What Is Attachment Theory? Understanding Relationship Patterns with a San Francisco Anxiety Therapist
Could attachment theory help explain why your relationships feel so darn hard sometimes?
The way we bond with our earliest caregivers shapes how we experience closeness, trust, and conflict later in life - especially in romantic relationships. I know, it might sound like just another therapist blaming everything on your childhood or your parents, but attachment theory is much more than that. It's a well-researched, deeply insightful framework that can help us understand the roots of our insecurities, fears, and those automatic reactions we don’t always understand.

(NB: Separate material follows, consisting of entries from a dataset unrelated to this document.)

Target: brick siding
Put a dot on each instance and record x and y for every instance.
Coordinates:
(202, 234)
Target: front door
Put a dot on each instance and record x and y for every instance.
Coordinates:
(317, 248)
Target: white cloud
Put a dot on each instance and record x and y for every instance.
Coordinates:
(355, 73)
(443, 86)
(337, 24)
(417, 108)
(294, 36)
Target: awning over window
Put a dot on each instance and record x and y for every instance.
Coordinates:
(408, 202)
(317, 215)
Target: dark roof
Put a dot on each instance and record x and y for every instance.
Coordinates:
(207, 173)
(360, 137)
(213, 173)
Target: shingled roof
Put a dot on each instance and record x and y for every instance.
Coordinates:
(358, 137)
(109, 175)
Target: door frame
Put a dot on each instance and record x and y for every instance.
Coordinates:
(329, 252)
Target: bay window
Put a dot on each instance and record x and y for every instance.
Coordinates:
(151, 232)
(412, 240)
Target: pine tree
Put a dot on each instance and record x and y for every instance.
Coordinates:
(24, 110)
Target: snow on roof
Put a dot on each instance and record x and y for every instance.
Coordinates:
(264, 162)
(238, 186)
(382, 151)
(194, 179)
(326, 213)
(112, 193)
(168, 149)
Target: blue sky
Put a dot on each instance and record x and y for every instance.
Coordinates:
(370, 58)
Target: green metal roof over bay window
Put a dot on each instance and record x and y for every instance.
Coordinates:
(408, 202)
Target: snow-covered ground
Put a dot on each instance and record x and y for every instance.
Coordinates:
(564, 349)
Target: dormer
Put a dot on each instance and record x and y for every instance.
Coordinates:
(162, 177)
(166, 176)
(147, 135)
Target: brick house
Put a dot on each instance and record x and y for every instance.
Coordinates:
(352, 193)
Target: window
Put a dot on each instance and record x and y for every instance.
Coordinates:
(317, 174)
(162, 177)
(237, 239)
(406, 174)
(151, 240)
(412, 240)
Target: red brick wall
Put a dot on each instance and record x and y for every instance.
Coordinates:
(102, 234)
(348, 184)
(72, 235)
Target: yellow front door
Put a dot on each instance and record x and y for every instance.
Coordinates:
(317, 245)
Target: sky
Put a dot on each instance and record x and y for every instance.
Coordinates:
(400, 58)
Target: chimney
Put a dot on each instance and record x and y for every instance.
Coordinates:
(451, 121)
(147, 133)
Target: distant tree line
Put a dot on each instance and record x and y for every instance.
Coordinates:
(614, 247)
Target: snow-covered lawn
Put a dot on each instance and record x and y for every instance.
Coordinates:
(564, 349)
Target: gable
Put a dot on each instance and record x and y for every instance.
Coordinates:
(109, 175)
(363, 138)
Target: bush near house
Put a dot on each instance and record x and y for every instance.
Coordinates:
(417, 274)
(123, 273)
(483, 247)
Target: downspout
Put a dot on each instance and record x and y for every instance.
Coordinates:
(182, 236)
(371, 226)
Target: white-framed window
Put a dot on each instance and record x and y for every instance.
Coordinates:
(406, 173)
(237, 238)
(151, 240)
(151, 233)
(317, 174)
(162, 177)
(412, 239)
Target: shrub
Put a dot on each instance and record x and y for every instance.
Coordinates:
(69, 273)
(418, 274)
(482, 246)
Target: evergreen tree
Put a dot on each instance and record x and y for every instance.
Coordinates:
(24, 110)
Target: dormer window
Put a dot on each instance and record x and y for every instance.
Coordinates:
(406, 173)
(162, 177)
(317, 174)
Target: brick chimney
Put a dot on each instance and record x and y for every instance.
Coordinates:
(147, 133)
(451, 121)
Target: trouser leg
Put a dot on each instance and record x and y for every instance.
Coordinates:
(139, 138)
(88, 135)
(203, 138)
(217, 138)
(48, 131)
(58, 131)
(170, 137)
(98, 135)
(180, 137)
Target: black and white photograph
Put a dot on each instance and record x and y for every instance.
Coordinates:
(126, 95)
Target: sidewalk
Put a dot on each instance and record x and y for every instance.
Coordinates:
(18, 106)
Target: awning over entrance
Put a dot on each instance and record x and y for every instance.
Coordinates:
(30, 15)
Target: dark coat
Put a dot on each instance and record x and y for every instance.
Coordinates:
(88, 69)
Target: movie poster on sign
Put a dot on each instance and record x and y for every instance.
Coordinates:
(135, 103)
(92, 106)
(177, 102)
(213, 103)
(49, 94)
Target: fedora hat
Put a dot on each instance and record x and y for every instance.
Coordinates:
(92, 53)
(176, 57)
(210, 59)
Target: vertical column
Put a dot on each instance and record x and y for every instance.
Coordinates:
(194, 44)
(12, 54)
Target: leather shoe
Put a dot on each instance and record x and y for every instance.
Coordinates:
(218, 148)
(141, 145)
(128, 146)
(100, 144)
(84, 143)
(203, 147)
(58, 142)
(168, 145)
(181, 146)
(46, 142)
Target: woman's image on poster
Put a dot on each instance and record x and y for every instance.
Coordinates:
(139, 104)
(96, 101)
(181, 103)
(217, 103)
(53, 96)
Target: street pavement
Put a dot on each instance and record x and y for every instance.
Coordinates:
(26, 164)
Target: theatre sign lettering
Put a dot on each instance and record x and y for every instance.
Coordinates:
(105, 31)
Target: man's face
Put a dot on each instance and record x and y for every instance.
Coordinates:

Understanding your attachment style might not only explain some relationship struggles - it could also be a powerful key to healing, growth, and real intimacy. Let’s see if this concept starts to make a little more sense as we explore it together.
Attachment Styles Explained
As humans, we rely on connection for survival from the very beginning. Attachment theory is a powerful model that helps explain how our earliest relationships with caregivers shape the way we connect with others as adults - especially in intimate partnerships.
For instance, if a parent used the silent treatment when upset, even a brief pause in a partner’s response might feel cold or punishing. If a parent often yelled, you might find yourself walking on eggshells whenever someone expresses frustration. These responses are deeply rooted - and they’re not random.
Children personalize everything and are meaning-makers. When a caregiver withdraws, lashes out, or responds inconsistently, a child doesn’t think, “My parent is overwhelmed.” Instead, they internalize the experience: “This must be about me. I must be bad, too much, or not good enough.” These interpretations are emotional survival strategies, not conscious choices.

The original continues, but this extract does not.